Em tempos apressados, de cotidiano recheado de excessos, supérfluos e descartáveis, onde tudo parece ao alcance das mãos ou dos olhos e em que se corre o risco permanente de reduzir pessoas a fragmentos eletrônicos que se tenta em vão organizar, escalonar ou mesmo apagar em aparelhos, a poesia recolhe ao centro de gravidade humano, traz alerta com suavidade, ressoa como voz familiar que interpela, reúne e realinha. A poesia como que nos chama pelo nome e nos coloca face a face com nosso real interior.
Diante de um espaço vazio, não há subterfúgio, camuflagem ou esconderijo possível, é o(a) autor(a) solenemente convocado(a) a registrar uma parcela de sua verdade, a tentar exprimir sentimento ou reflexão condensada, de modo a convencer alguém de que vale a pena parar um instante para perder ou para encontrar tempo em poucas palavras.

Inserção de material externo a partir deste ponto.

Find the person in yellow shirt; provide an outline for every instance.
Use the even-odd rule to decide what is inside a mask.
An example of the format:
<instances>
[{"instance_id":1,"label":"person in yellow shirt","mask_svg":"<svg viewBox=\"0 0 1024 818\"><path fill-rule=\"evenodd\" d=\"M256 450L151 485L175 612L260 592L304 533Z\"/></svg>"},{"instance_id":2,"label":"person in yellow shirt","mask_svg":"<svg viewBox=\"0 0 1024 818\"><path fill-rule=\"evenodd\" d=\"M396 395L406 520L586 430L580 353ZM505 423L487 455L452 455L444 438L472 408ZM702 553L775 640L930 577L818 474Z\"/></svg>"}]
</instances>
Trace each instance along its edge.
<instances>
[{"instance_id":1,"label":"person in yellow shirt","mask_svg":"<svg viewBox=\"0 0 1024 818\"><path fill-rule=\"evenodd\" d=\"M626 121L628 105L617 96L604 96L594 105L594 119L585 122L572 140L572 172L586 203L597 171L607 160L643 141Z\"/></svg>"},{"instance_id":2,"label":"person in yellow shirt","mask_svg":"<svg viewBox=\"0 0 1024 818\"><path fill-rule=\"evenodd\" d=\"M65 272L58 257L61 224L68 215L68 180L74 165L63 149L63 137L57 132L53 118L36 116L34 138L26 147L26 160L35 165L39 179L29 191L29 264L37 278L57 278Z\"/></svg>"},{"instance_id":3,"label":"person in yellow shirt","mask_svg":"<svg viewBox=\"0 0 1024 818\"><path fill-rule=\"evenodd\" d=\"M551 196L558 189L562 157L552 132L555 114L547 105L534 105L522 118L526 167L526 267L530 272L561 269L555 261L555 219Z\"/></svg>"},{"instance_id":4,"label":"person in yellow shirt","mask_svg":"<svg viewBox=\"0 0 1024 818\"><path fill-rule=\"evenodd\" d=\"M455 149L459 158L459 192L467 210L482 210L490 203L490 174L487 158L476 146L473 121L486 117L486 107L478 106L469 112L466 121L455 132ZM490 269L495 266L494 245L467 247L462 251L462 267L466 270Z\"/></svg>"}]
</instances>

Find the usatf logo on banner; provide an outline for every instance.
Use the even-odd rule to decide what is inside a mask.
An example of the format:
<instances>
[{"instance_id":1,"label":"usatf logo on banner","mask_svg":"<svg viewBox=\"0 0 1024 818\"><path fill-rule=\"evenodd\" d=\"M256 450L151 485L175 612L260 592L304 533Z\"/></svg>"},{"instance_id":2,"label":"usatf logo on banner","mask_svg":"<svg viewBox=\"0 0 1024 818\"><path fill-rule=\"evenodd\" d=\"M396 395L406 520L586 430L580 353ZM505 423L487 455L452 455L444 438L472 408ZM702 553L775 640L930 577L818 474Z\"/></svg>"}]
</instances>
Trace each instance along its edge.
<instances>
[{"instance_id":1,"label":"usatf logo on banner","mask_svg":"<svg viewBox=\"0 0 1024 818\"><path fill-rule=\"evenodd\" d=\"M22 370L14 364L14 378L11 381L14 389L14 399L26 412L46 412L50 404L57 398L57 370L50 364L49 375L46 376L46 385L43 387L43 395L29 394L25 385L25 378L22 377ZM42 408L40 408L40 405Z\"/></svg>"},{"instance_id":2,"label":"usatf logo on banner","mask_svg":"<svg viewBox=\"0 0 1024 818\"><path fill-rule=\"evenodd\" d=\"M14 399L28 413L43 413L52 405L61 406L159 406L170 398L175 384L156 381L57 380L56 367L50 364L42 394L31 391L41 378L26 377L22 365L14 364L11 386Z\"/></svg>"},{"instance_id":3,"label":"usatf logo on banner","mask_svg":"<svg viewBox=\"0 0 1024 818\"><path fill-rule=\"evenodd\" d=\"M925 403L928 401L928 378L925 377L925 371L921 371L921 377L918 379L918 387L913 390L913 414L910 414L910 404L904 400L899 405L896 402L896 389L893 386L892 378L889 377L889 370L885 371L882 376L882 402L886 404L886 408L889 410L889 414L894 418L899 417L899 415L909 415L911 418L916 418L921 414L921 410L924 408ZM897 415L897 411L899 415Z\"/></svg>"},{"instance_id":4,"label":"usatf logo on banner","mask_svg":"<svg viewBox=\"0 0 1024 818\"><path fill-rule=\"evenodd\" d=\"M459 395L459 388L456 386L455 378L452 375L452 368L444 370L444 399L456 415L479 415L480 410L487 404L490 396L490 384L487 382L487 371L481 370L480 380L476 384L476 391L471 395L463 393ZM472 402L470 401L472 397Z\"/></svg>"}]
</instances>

A poesia oferece ponto de encontro entre pensamento, estética e afeição: é a escrita refletida que se enfeita para a liturgia. O texto rimado remete a salmos e imprecações que habitam o plano sem limites do imaterial como expressão da consciência, exteriorização da experiência ou simples manifestação da vontade. Assim, conceito, arte e conselho podem vir a interagir em algumas linhas.
Em um poema todos podem se encontrar, todos podem ser iguais, tudo pode ser apresentado, recriado, refeito; quase tudo pode ser perfeito ou ter em si o belo que se instala mesmo na imperfeição, para que possa ser compreendido e contemplado.